Fig. Spectrogram showing two channels breath audio annotated with respective labels.
Metadata file
Nomenclature: Same as Audio file, but with .json
extension and with file tag META
JSON file contains metadata for the subject. The metadata includes:
EXAMPLE
{
"1": { "Q": "What is your smoking status?", "A": "Non-smoker" },
"2": { "Q": "Do you have repeated episodes of cough?", "A": "Yes" },
"3": {
"Q": "How many times do you have cough and chest tightness?",
"A": "1"
},
"4": { "Q": "How long does each episode last?", "A": "-" },
"5": { "Q": "Have you been diagnosed with Asthma?", "A": "Yes" },
"6": { "Q": "Wheeze and chest tightness present?", "A": "Yes" },
"7": { "Q": "For how long is the symptom present? (days)", "A": "0" },
"8": {
"Q": "Do you experience episodic or continuous wheeze?",
"A": "Episodic"
},
"9": { "Q": "Does your wheeze vary with seasons?", "A": "Yes" },
"10": { "Q": "Does your wheeze vary across the day?", "A": "Yes" },
"11": { "Q": "Do you have cough?", "A": "Yes" },
"12": { "Q": "Do you have dry or wet cough?", "A": "Dry" },
"13": { "Q": "Sputum color", "A": "-" },
"14": { "Q": "Are you under any medication for asthma?", "A": "Yes" },
"15": { "Q": "Do you use inhalers or nebulizers?", "A": "Inhalers" },
"16": { "Q": "Do you have family history of asthma?", "A": "Yes" },
"17": { "Q": "Do you have allergies?", "A": "Yes" },
"18": { "Q": "Triggers for allergies?", "A": "Strong smells" },
"19": { "Q": "Have you suffered from lung TB in the past?", "A": "No" },
"20": { "Q": "Do you have any other respiratory illness?", "A": "No" },
"21": { "Q": "Write in brief About it", "A": "-" },
"22": { "Q": "Are you a known case of high blood pressure?", "A": "No" },
"23": { "Q": "Your high blood pressure is", "A": "-" },
"24": { "Q": "Are you a known case of diabetes?", "A": "No" },
"25": { "Q": "Your diabetes is", "A": "-" },
"26": { "Q": "Are you a known case of heart disease?", "A": "No" },
"27": { "Q": "Any other health problems?", "A": "No" },
"28": { "Q": "What other health problems?", "A": "-" },
"29": {
"Q": "Are you currently COVID-19 positive or have common cold?",
"A": "No"
},
"30": {
"Q": "Have you been COVID-19 positive or had cold in last 15 days?",
"A": "No"
},
"firebaseId": { "Q": "firebaseId?", "A": "vijayaomkar_b866b679" },
"subjectAge": { "Q": "subjectAge?", "A": "64" },
"subjectGender": { "Q": "subjectGender?", "A": "Female" },
"subjectHeight": { "Q": "subjectHeight?", "A": "153" },
"subjectName": { "Q": "subjectName?", "A": "Vijaya Omkar" },
"subjectRemunerationDetails": {
"Q": "subjectRemunerationDetails?",
"A": "X"
},
"subjectRemunerationType": {
"Q": "subjectRemunerationType?",
"A": "Account No."
},
"subjectSectionDone": { "Q": "subjectSectionDone?", "A": true },
"subjectType": { "Q": "subjectType?", "A": "Patient" },
"subjectWeight": { "Q": "subjectWeight?", "A": "59" }
}
PFT Report
Nomenclature: Same as Audio file, but with .tsv
extension and with file tag PFT
TSV file contains PFT report for the subject. The PFT report includes:
PFT | FEV1 | FVC | ratio |
---|---|---|---|
ref | 1.58 | 1.91 | 77 |
val | 1.48 | 1.63 | 91 |
- ref: Reference value (predicted value) for the subject
- val: Measured value for the subject
- FEV1: Forced Expiratory Volume in 1 second
- FVC: Forced Vital Capacity
- ratio: FEV1/FVC
For further details, refer
- Pnoi-phone: Main post for Pnoi-phone project.
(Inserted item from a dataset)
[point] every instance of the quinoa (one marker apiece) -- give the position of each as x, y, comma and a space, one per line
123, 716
- User Research: User research conducted for Pnoi-phone to understand the user needs and requirements.
- Pnoi Stor: Data collection protocol, organisation scheme and storage for Pnoi-phone project.
- Product Design: Design and development of Pnoi-phone biomedical device integrated with AI models to diagnose and monitor airway diseases.
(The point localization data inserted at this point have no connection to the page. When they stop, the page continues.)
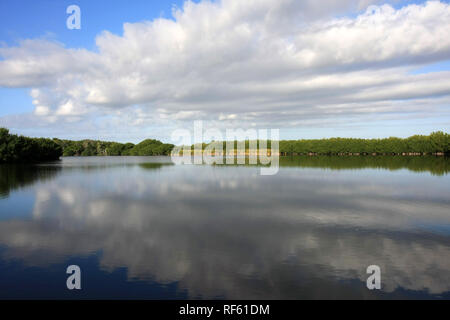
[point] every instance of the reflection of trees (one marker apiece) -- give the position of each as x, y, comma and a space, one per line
434, 165
13, 176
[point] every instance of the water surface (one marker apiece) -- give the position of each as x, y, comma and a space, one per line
142, 227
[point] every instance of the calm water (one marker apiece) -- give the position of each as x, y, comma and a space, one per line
141, 227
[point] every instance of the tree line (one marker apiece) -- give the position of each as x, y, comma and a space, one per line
435, 143
86, 148
14, 148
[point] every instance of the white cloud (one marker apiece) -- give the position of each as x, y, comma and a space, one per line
259, 61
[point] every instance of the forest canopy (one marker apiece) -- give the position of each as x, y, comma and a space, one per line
14, 148
87, 148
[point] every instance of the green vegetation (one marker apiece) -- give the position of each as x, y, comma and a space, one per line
14, 148
435, 143
434, 165
88, 148
150, 148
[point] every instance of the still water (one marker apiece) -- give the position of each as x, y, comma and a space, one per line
142, 227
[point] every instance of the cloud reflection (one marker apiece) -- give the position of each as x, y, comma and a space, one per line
226, 231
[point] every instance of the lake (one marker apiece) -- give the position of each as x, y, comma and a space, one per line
142, 227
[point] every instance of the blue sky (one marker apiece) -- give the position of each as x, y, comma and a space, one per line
45, 20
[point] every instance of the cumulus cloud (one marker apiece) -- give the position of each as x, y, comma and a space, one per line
286, 62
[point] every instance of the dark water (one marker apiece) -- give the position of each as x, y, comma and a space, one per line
145, 228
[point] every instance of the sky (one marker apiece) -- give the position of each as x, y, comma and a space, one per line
141, 69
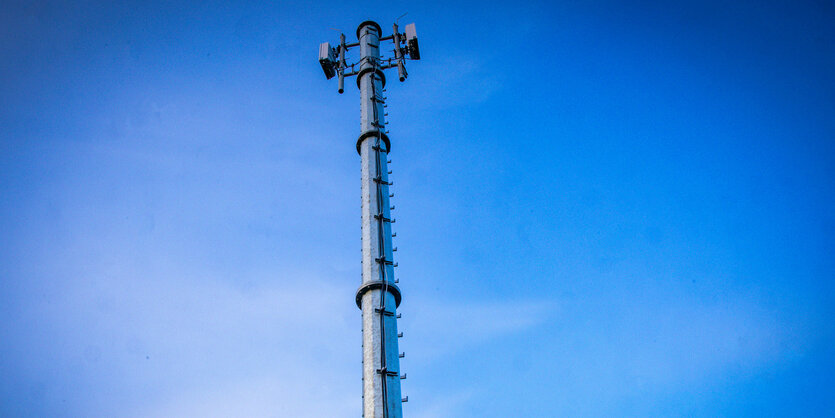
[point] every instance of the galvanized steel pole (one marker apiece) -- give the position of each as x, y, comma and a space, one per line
378, 296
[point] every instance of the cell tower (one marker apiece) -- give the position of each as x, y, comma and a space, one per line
378, 296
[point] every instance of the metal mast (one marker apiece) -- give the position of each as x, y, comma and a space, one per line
378, 295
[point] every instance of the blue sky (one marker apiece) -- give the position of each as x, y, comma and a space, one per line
603, 209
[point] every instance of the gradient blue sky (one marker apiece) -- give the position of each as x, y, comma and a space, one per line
603, 209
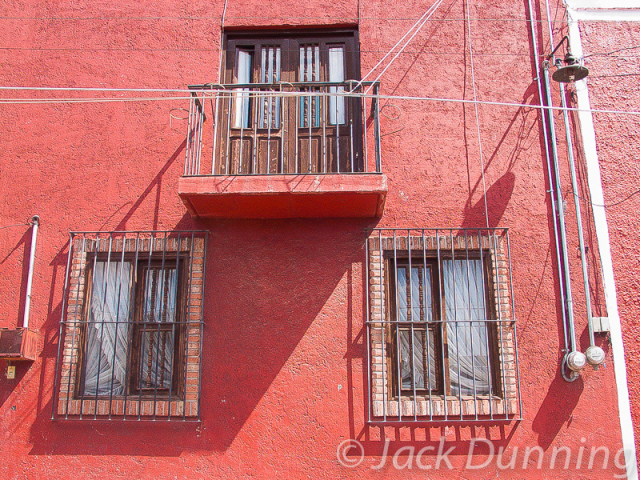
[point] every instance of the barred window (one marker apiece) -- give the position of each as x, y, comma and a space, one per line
441, 331
132, 328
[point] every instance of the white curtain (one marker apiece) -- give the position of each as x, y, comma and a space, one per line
336, 74
269, 109
108, 329
157, 338
423, 343
466, 327
309, 72
242, 99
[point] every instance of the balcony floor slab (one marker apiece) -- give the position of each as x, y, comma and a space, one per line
285, 196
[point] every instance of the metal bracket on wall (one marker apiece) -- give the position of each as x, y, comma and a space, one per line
600, 324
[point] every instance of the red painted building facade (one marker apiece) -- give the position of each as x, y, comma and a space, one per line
293, 255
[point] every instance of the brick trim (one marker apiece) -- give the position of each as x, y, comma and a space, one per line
384, 401
182, 404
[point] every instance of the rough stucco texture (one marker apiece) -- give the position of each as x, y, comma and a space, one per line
284, 354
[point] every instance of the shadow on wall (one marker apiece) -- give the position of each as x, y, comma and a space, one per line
7, 386
266, 283
556, 409
498, 196
407, 439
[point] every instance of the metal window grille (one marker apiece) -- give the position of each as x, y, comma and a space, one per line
441, 328
131, 326
286, 128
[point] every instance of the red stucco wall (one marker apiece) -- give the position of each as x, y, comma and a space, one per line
611, 53
284, 358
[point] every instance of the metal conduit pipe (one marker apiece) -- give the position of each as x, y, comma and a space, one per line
595, 355
35, 221
574, 359
543, 117
574, 187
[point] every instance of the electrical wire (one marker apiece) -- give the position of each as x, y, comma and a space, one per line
430, 13
15, 225
415, 25
262, 17
282, 95
606, 205
475, 98
612, 51
358, 52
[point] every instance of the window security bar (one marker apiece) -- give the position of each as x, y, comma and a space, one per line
441, 328
131, 326
286, 128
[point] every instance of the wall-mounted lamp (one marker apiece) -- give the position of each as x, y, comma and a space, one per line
572, 71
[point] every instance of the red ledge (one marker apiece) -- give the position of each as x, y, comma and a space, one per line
285, 196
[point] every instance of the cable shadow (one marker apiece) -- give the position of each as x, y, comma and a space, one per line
258, 307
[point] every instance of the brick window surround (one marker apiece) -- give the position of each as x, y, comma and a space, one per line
164, 348
438, 400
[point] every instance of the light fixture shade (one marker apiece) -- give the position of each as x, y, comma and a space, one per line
571, 72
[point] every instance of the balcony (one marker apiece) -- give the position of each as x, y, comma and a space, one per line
286, 150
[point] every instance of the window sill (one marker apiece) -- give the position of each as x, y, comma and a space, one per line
423, 406
127, 408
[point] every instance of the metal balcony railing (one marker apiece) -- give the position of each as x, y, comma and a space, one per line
441, 329
284, 128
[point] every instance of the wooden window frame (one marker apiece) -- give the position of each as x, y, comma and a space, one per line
286, 146
138, 327
140, 249
387, 404
439, 315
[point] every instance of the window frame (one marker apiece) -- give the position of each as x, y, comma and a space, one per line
388, 249
439, 316
282, 144
181, 251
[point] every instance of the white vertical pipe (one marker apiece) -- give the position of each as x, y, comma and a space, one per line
35, 221
602, 233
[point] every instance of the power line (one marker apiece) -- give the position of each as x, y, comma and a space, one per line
229, 93
410, 52
249, 17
- Embedded System Design: Design and development of embedded system for Pnoi-phone biomedical device.
- Pnoi-phone App: Design and development of Pnoi-phone android app.
Disclaimer
The Pnoi Corpus is intended for research and educational purposes only. It is important to note that the dataset does not constitute medical advice or diagnosis. Users of this dataset are responsible for ensuring compliance with applicable ethical guidelines and regulations when using the data.